# NB methods

## Imports

In [None]:
import os

import numpy as np
import pandas as pd
from sklearn.discriminant_analysis import QuadraticDiscriminantAnalysis
from sklearn.model_selection import train_test_split
from sklearn.naive_bayes import GaussianNB
from torch.utils.data import Subset

from src.data.preprocessing import preprocessing
from src.utils.const import DATA_DIR

from src.utils.const import SEED

### Useful path to data

In [None]:
ROOT_DIR = os.path.join(os.getcwd(), '..')
RAW_DIR = os.path.join(ROOT_DIR, DATA_DIR, 'raw')
INTERIM_DIR = os.path.join(ROOT_DIR, DATA_DIR, 'interim')
PROCESSED_DIR = os.path.join(ROOT_DIR, DATA_DIR, 'processed')

## Import final.parquet

In [None]:
final = pd.read_parquet(os.path.join(PROCESSED_DIR, 'final.parquet'))

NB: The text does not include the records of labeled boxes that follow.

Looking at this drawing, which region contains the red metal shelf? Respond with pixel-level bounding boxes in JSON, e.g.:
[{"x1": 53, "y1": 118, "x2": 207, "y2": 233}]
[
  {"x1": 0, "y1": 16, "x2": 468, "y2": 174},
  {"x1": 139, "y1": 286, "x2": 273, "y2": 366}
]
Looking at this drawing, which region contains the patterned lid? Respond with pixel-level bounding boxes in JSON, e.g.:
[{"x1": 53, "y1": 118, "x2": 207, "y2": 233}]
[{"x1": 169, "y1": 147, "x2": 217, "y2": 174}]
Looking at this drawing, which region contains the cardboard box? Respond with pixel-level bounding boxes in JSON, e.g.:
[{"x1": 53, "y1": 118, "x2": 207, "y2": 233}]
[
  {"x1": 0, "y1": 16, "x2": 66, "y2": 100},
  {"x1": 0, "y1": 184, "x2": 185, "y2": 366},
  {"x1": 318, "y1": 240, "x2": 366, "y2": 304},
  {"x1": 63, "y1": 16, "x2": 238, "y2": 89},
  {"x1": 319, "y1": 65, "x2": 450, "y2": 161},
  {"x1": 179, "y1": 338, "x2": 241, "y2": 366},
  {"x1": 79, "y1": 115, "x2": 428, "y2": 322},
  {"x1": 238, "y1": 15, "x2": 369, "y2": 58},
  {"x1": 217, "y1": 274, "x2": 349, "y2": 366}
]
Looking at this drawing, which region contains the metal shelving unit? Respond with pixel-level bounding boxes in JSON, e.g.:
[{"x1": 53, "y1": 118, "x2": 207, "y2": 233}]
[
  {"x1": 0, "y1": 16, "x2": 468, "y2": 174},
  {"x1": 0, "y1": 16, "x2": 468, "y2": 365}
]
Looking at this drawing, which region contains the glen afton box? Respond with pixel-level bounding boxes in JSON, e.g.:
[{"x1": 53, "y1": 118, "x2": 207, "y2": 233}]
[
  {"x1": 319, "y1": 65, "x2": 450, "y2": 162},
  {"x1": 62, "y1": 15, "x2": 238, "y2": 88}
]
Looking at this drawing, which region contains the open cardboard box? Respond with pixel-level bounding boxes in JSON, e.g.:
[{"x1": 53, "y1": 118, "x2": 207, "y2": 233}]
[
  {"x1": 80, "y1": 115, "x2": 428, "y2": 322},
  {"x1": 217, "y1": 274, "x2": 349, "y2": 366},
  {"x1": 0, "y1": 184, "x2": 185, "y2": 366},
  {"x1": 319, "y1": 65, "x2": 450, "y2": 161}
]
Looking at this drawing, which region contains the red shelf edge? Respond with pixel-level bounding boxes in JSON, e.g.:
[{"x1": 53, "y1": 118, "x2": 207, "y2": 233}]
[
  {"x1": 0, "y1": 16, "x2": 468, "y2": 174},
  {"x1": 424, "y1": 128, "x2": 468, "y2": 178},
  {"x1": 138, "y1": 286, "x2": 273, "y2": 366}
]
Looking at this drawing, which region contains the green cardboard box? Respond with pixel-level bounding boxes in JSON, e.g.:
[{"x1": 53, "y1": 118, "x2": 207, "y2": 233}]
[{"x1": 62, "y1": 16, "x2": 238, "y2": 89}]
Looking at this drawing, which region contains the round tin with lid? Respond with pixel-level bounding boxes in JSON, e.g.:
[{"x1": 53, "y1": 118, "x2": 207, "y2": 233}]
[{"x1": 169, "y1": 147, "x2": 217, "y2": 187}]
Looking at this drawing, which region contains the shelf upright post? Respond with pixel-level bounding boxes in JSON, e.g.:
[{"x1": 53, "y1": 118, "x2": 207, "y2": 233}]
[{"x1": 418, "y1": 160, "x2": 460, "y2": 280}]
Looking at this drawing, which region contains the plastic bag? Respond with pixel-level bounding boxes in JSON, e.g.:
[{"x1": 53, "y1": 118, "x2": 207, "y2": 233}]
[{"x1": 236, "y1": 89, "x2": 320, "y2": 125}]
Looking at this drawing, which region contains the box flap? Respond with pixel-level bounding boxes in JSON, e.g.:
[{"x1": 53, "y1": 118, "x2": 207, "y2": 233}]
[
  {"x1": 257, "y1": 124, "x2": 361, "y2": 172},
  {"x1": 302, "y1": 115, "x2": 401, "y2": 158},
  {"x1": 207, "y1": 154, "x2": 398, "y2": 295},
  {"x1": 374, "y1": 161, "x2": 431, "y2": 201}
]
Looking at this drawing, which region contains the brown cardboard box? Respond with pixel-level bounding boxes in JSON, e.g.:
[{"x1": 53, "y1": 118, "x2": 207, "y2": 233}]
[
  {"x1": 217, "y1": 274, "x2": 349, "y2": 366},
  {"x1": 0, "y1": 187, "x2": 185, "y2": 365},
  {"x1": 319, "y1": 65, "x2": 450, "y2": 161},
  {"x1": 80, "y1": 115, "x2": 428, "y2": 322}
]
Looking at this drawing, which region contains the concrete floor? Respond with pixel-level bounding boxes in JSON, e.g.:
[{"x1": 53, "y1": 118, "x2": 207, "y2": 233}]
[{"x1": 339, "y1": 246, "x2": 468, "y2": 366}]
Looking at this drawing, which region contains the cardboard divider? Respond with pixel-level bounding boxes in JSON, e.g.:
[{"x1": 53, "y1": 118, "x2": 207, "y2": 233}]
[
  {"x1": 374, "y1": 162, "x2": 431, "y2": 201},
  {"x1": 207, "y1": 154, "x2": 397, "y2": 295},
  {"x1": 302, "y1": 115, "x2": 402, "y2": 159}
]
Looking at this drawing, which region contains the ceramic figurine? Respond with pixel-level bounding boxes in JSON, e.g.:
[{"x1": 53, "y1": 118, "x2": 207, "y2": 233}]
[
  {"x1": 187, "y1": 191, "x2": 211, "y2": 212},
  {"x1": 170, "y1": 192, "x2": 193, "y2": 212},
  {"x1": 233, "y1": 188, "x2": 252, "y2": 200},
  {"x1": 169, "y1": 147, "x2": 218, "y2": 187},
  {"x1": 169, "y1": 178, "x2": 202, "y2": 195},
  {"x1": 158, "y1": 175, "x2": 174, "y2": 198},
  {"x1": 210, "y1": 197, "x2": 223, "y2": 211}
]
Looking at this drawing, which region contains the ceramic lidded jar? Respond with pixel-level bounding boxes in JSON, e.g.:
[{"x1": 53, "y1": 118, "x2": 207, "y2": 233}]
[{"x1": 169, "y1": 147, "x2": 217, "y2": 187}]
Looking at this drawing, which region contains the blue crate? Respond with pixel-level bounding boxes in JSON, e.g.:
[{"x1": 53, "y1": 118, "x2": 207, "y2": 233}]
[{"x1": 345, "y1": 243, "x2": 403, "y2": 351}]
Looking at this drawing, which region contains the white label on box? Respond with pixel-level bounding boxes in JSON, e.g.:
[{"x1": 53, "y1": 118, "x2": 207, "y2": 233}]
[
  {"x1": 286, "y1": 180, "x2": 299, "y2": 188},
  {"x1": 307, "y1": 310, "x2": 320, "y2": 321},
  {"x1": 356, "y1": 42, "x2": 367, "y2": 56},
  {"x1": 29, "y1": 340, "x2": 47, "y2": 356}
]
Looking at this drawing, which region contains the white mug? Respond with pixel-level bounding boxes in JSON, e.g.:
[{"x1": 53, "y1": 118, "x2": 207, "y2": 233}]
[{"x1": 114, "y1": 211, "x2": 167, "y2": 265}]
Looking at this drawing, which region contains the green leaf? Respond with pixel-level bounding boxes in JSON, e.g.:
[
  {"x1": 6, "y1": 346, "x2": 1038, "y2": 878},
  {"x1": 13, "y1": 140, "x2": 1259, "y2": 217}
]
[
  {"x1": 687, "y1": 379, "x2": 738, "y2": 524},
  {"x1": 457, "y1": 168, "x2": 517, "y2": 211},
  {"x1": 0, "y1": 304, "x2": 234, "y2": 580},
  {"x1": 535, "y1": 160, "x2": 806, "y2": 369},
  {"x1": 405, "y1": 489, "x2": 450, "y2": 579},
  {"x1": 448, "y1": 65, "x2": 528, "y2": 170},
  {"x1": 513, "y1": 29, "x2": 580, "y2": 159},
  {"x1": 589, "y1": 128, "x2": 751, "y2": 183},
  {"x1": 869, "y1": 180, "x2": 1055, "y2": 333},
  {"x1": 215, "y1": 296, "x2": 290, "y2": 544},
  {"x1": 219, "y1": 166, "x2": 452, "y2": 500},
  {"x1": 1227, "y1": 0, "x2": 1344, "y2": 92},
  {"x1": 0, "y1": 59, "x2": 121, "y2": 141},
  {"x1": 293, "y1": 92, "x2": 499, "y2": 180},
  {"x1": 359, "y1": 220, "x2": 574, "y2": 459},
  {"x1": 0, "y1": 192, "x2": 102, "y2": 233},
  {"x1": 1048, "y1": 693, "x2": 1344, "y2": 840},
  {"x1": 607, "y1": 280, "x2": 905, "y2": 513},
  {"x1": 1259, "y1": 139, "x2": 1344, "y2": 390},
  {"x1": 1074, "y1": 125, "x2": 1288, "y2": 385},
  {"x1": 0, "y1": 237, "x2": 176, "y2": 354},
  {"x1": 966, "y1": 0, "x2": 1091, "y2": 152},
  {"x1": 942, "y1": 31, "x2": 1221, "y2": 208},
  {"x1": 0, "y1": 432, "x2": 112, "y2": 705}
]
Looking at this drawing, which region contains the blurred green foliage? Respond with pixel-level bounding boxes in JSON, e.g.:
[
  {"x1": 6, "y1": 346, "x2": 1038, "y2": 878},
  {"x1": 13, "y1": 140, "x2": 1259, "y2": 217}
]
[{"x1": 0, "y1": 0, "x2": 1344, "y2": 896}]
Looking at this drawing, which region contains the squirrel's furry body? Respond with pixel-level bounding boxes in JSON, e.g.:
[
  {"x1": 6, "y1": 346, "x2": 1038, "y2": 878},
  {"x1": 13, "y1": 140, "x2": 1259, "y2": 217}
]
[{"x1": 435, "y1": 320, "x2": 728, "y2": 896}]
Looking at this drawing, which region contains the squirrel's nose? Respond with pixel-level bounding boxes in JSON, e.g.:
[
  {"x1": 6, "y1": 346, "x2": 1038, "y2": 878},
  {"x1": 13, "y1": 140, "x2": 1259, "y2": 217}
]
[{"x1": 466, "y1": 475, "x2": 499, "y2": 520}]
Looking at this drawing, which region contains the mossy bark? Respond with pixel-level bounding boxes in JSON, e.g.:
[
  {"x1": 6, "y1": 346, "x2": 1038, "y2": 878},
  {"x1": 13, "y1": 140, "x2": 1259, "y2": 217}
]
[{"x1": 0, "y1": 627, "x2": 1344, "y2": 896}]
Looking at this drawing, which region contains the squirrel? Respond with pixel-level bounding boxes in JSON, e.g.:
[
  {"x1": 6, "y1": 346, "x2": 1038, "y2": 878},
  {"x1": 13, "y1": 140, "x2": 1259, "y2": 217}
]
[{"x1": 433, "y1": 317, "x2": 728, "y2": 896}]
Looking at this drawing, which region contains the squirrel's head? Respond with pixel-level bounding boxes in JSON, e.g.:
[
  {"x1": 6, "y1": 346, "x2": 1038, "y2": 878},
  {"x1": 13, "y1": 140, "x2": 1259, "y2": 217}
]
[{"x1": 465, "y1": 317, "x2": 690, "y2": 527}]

## Select categorical columns

In [None]:
index_to_drop = final.columns[2:21]

In [None]:
final.drop(columns=index_to_drop, inplace=True)

In [None]:
def split(data):
    train_tmp, test = train_test_split(data, test_size=0.2, random_state=SEED)
    train, val = train_test_split(train_tmp, test_size=0.1, random_state=SEED)

    return train, test, val

In [None]:
target = 'rating_mean'

X = final.loc[:, final.columns != target]
y = pd.cut(final.loc[:, target], bins=10, labels=False)
X_train, X_test, X_val = split(X)
y_train, y_test, y_val = split(y)

## Gaussian naive bayes

In [None]:
gnb = GaussianNB()
gnb.fit(X_train, y_train).predict(X_test)
print("Avg accuracy: ", gnb.score(X_test, y_test))
print("Mean of the Gaussian Estimators")
print(gnb.theta_)
print("Std Dev of the Gaussian Estimators")
print(gnb.sigma_)

## Quadratic discriminant analysis

In [None]:
qda = QuadraticDiscriminantAnalysis(store_covariance=True)
qda.fit(X_train, y_train).predict(X_test)
print("Avg accuracy: ", qda.score(X_test, y_test))
print("QDA means per class")
print(qda.means_)
print("QDA covariance per class")
print(qda.covariance_)